Il faut souligner que cela fait un bon bout de temps que ce feuilleton perdure. Entre annonces de grève, report et annulation, c'est le pauvre citoyen qui paie le prix de ces tergiversations et des négociations qui semblent s'éterniser entre l'UGTT et l'UTICA. En effet, et après une première annonce d'annulation de la grève des stations-service le 21 septembre 2016 et une seconde, de cette annulation le jeudi 23 septembre 2016, la Fédération générale des métiers et services relevant de l'UGTT a annoncé que la grève des stations-service aura finalement lieu mardi 4 et mercredi 5 octobre 2016. Hayet Trabelsi, secrétaire générale de la Fédération des métiers et des services, a annoncé que la grève sera effective sur l'ensemble du territoire de la République et que les concertations portant sur l'augmentation des salaires des ouvriers des stations-service, que les propriétaires veulent relier à l'augmentation de leur bénéfices propres, est une aberration. Elle a déclaré en substance : « Il n'y a pas de lien entre le bénéfice des propriétaires des stations-service et l'augmentation des salaires des ouvriers. On nous pousse à faire la grève et nous la ferons. Cette attitude s'apparente à du chantage ». Coup de théâtre, quelques heures plus tard, l'UGTT annonce que la grève des stations-service a été annulée à la suite d'une énième séance de négociations qui s'est poursuivie jusqu'à 1h du matin, le 4 octobre 2016. L'accord trouvé stipule que les salaires des agents des stations-service seront augmentés de 6% et qu'ils obtiendront 10 dinars de prime de transport et 3 dinars de prime de présence au titre de l'année 2015. Les négociations entre l'UGTT et l'UTICA se sont tenues au siège du ministère des Affaires sociales et l'UGTT était représentée par Belgacem Ayari.

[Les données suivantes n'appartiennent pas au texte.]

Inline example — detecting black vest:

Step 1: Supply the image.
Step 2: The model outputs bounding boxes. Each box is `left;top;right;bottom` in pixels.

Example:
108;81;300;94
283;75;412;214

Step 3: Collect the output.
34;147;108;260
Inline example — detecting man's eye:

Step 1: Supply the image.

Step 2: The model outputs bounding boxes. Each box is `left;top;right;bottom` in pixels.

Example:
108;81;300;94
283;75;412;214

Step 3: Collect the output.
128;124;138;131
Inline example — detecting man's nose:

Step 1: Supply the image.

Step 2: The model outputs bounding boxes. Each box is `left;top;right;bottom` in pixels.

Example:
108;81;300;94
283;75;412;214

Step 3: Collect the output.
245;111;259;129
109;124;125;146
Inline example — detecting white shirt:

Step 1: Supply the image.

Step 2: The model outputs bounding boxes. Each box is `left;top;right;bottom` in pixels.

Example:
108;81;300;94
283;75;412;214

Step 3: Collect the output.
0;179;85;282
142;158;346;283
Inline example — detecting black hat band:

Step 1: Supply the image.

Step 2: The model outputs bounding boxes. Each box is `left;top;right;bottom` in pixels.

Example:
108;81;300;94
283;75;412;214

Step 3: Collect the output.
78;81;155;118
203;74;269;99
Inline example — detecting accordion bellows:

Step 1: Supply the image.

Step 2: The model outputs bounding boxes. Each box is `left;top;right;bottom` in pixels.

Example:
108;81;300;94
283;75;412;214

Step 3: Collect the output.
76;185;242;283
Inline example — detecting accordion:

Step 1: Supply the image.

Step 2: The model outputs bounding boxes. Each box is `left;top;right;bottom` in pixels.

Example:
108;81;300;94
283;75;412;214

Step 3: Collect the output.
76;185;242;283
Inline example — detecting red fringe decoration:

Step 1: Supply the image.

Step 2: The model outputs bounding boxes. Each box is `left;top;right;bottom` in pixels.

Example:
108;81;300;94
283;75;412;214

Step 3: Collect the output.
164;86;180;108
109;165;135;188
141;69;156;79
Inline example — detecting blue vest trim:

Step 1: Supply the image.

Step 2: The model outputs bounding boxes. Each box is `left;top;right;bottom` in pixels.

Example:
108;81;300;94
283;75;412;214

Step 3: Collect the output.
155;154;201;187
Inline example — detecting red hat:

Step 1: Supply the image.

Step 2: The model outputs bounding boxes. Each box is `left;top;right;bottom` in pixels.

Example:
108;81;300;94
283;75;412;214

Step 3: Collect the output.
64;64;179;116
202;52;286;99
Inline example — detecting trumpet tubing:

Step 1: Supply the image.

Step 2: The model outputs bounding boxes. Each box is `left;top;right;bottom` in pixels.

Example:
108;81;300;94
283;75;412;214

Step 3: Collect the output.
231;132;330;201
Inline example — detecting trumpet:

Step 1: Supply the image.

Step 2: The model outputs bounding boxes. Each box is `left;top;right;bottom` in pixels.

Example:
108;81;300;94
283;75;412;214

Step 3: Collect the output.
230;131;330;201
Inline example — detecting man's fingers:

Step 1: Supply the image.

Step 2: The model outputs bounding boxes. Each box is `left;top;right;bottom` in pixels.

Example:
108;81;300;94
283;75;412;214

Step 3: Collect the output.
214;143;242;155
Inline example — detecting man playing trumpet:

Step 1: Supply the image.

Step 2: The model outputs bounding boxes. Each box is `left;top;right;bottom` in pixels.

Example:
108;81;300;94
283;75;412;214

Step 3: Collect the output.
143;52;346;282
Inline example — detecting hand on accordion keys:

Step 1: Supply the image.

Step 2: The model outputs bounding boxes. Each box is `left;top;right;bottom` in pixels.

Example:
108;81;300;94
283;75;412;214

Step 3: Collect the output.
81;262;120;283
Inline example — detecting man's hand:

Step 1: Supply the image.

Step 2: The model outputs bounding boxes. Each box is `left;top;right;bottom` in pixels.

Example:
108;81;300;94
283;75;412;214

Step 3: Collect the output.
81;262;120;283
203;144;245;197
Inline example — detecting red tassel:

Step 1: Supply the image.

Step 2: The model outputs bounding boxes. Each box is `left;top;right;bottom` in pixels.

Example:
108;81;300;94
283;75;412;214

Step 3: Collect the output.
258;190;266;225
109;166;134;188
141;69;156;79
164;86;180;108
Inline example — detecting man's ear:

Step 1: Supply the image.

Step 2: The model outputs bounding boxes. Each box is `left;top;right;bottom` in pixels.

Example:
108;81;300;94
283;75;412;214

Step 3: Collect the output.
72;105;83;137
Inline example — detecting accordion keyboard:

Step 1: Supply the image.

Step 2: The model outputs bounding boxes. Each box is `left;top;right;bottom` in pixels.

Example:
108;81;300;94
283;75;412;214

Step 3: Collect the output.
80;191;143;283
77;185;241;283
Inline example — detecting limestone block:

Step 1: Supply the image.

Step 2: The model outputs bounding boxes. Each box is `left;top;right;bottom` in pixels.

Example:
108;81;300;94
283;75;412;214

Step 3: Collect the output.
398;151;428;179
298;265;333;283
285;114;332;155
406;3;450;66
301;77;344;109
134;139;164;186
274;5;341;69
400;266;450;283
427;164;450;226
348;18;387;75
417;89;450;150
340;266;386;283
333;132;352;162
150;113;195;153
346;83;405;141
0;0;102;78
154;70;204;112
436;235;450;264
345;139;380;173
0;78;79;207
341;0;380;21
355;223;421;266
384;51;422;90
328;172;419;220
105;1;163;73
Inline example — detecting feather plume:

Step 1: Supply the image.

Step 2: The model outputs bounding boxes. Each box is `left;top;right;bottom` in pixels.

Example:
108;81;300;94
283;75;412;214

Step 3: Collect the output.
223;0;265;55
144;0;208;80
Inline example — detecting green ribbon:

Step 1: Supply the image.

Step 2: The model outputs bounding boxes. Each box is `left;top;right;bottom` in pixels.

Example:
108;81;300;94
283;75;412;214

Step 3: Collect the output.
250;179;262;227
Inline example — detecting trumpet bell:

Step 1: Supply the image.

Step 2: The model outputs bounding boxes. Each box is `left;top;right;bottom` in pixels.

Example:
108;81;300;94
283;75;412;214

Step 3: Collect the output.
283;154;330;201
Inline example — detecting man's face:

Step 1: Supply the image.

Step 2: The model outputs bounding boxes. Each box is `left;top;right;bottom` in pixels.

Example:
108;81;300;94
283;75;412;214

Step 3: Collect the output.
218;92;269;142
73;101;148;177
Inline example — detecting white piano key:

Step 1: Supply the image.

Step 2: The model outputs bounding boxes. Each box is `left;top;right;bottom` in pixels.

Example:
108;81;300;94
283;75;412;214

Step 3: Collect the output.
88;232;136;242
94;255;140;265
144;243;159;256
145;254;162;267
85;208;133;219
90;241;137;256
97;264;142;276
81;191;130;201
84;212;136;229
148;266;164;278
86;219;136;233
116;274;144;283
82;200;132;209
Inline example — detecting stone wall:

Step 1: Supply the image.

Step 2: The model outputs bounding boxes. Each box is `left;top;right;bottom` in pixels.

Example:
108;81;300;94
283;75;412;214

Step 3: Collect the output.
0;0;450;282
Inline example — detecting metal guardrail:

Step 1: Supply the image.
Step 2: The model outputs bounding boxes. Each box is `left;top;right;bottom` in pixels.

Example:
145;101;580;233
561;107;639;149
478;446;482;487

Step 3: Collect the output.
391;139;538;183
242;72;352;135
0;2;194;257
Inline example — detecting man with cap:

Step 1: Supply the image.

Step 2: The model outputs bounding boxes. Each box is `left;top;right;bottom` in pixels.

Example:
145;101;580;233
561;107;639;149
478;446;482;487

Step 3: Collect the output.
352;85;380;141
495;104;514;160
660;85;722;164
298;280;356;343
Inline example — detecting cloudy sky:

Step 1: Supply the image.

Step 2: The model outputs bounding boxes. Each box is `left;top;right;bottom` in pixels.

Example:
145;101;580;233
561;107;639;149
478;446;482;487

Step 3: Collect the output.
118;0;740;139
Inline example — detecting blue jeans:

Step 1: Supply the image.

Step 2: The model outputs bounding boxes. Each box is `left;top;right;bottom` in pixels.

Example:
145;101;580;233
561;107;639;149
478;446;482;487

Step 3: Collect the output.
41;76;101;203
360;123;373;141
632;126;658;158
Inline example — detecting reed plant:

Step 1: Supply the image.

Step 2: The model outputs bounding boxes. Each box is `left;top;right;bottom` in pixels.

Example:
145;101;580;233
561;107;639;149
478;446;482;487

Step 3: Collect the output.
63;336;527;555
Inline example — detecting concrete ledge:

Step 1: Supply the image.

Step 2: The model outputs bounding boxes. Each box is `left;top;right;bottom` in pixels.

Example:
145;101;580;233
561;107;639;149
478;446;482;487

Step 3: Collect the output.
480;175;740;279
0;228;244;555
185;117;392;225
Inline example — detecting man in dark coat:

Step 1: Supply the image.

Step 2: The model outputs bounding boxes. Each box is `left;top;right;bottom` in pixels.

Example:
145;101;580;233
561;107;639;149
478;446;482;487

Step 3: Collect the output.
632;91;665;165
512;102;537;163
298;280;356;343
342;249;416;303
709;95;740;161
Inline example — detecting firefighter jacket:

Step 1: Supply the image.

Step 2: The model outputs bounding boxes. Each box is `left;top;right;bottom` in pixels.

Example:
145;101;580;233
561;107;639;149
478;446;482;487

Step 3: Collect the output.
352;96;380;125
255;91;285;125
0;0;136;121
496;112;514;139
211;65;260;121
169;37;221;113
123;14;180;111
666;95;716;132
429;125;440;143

Faut-il encore rappeler qu'un un préavis annonçant une grève des stations-service les vendredi 26 et samedi 27 août 2016 a été publié, le 18 août 2016, selon lequel la grève serait due au fait que l'UTICA ait refusé de signer les augmentations de salaires relatives à l'année 2015 dans le secteur des stations-service. Or, là aussi, suite à une réunion de conciliation entre la Chambre syndicale nationale des gérants et propriétaires de stations-service relevant de l'UTICA et la Fédération générale des métiers et des services relevant de l'UGTT, cette grève fut reportée, aux 23 et 24 septembre. D'ailleurs, le secrétaire général de la Fédération nationale de la Chimie, Anis Gharbi, a indiqué, dans une déclaration à Business News le jour même, que les deux parties se sont mises d'accord sur l'envoi d'une délégation conjointe au ministre de l'Energie, des Mines et des Energies renouvelables pour réviser la structure des prix en augmentant la marge bénéficiaire de 2 millimes afin de préserver la pérennité du secteur et la paix sociale, notamment avec la prolifération de la contrebande des carburants. En effet, le secteur n'étant pas libre, la Fédération générale des métiers et des services relevant de l'UGTT est consciente qu'il faut l'aval du ministère pour toucher aux prix et aux salaires. Et bien que le secrétaire général de la Fédération générale du transport relevant de l'UGTT, Moncef Ben Romdhane, ait affirmé qu'un accord a été signé, le 21 septembre 2016 et que la grève a été annulée, il s'avère qu'il n'en était finalement rien, et la fameuse grève a été reportée pour les 4 et 5 octobre 2016.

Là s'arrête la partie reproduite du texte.